29 mai 1985

Réponse du cardinal Ratzinger à Mgr Lefebvre du 29 mai 1985

Excellence,

Monseigneur le Nonce Apostolique en Suisse m’a bien fait par­ve­nir votre lettre datée du 17 avril der­nier. Je vous en remer­cie. J’en ai pris connais­sance avec la plus grande atten­tion, la consi­dé­rant comme le pro­lon­ge­ment de notre entre­tien du 20 jan­vier 1985.

Dans la der­nière par­tie de cette lettre, vous pré­sen­tez cinq pro­po­si­tions concrètes pour régu­la­ri­ser la situa­tion cano­nique de la Fraternité Saint-​Pie‑X. Il s’agit là assu­ré­ment d’un objec­tif sou­hai­table et diverses fois envi­sa­gé dans le pas­sé. Préalablement, il serait bon que la situa­tion pré­sente (implan­ta­tion des mai­sons, caté­go­ries et nombre des membres, etc.) soit mieux connue du Saint-​siège, et donc sou­hai­table que vous puis­siez me faire don­ner sur ce point des indi­ca­tions précises.

Mais cette régu­la­ri­sa­tion sup­pose aus­si la condi­tion préa­lable que connais­sez bien d’une décla­ra­tion signée par vous-​même et par les membres de votre Fraternité.
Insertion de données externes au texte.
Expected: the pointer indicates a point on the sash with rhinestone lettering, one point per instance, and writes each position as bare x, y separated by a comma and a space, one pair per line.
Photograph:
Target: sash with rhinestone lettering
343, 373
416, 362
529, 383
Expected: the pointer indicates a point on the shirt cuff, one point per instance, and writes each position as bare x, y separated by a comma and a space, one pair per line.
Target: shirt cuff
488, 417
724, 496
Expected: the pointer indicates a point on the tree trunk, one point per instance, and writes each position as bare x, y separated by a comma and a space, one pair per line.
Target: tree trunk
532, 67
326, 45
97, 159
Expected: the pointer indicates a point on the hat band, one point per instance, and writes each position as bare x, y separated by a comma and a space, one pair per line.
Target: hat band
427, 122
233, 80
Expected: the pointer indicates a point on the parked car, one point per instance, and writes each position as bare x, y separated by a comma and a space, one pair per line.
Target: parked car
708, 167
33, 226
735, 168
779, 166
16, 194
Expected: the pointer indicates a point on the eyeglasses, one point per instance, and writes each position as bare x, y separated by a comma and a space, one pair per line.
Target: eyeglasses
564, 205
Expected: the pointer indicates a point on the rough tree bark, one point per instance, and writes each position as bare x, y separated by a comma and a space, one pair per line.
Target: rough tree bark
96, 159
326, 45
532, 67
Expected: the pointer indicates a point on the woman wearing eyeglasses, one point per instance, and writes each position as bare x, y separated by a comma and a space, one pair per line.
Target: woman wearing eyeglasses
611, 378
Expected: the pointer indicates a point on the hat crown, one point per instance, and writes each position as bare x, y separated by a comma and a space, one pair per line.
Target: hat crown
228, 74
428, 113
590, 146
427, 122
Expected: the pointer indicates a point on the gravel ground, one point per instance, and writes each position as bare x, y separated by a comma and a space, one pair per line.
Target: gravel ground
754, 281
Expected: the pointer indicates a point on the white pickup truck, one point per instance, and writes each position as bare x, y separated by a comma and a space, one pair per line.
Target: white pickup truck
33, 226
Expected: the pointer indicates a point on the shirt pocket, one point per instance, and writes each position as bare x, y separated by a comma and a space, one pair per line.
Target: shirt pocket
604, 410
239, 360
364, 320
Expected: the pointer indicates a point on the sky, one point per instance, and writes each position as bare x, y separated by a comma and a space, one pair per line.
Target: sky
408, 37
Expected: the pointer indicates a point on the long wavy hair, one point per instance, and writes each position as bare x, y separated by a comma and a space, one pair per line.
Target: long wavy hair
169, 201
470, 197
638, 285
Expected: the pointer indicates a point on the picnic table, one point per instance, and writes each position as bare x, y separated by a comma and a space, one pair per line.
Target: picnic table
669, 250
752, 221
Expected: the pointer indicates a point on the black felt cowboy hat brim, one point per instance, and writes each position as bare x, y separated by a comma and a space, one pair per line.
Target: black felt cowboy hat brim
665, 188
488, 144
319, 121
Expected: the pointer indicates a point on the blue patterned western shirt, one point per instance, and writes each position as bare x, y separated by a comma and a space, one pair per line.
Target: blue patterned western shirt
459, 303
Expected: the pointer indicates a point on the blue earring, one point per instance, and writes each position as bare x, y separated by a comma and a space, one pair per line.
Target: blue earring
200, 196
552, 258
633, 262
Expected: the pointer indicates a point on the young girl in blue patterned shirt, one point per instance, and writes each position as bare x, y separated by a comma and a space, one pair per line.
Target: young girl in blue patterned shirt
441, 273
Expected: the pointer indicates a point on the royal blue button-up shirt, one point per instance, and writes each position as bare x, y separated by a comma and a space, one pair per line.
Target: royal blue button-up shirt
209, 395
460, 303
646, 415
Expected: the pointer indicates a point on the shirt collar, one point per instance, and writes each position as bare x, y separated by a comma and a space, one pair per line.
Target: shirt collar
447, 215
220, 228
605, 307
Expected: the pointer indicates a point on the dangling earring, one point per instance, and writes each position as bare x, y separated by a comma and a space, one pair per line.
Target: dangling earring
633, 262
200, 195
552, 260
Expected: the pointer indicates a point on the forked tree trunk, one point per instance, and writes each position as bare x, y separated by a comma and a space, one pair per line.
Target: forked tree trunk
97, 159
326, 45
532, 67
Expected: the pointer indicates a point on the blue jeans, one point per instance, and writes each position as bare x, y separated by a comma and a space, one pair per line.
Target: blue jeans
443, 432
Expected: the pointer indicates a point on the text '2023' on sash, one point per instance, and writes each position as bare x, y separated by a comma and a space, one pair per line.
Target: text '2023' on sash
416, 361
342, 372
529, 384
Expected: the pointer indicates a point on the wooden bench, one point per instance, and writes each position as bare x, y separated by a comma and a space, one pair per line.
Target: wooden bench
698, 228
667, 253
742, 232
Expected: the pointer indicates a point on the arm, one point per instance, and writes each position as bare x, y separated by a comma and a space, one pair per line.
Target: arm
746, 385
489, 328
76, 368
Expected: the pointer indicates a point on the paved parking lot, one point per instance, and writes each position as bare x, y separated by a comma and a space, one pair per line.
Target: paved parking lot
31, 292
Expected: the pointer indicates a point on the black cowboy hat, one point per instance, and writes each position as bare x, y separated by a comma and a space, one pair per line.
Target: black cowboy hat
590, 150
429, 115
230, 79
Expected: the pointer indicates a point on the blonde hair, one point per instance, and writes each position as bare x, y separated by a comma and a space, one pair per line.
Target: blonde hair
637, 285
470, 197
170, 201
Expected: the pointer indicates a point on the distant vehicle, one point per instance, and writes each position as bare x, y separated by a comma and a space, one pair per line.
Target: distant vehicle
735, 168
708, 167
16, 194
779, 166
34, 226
Dans votre lettre du 17 avril, page 1, vous en pro­po­sez une ver­sion extrê­me­ment brève, qui serait de soi accep­table, mais qui ne l’est mal­heu­reu­se­ment plus avec l’adjonction des remarques de la page 2, qui selon vous en découlent et l’explicitent.

En effet, le pre­mier point déclare « accep­ter les textes du Concile selon le cri­tère de la Tradition, c’est-à-dire selon le Magistère tra­di­tion­nel de l’Église ». Mais les remarques demandent non seule­ment des révi­sions notables de plu­sieurs docu­ments conci­liaires, mais encore une « révi­sion totale » de la Déclaration sur la Liberté reli­gieuse, consi­dé­rée comme « contraire au Magistère de l’Église ». Je ne puis ici que répé­ter ce que je vous écri­vais au nom du Saint-​Père dans ma lettre du 20 juillet 1983 (page 3) : « vous pou­vez expri­mer le désir d’une décla­ra­tion ou d’un déve­lop­pe­ment expli­ca­tif sur tel ou tel point. Mais vous ne pou­vez pas affir­mer l’incompatibilité des textes conci­liaires – qui sont des textes magis­té­riels – avec le Magistère et la Tradition ». La même chose vaut à pro­pos de l’accusation nou­velle et par­ti­cu­liè­re­ment grave que vous por­tez contre le nou­veau Code de Droit Canonique publié dans la plé­ni­tude de son auto­ri­té par le Pape Jean-​Paul II.

Dans le second point, vous décla­rez ne pas affir­mer « que le Nouvel Ordo Missæ, célé­bré selon le rite indi­qué dans la publi­ca­tion romaine, est de soi inva­lide ou héré­tique ». Néanmoins, votre seconde remarque main­tient des accu­sa­tions consi­dé­rables à l’égard de la Réforme Liturgique, qui consti­tue­rait « un dan­ger très grave pour la foi catho­lique ». Là encore, je ne puis que vous rap­pe­ler ce que je vous ai écrit dans la lettre déjà citée (p. 1 et 2), et notam­ment ceci : « (…) l’expression du désir d’une nou­velle révi­sion est pos­sible (…). Mais ceci à condi­tion que la cri­tique n’empêche pas et ne détruise pas l’obéissance, et qu’elle ne mette pas en dis­cus­sion la légi­ti­mi­té de la litur­gie de l’Église ».

Excellence, j’aurais sou­hai­té pou­voir vous don­ner dès main­te­nant, et de la part du Souverain Pontife, une réponse plus favo­rable, et envi­sa­ger sans plus de retard la mise en œuvre d’un pro­ces­sus de régu­la­ri­sa­tion bien des fois évo­qué entre nous ora­le­ment et par écrit. Avec regret, je constate que ce n’est pas encore pos­sible. En conscience, je dois vous invi­ter à une réflexion ulté­rieure en pré­sence du Seigneur Jésus et de la Vierge Marie, Mère de l’Église.

Soyez du moins assu­ré qu’à cette inten­tion toute spé­ciale j’unis ma prière à la vôtre. Et veuillez agréer l’expression de mes sen­ti­ments de reli­gieux et très res­pec­tueux dévouement.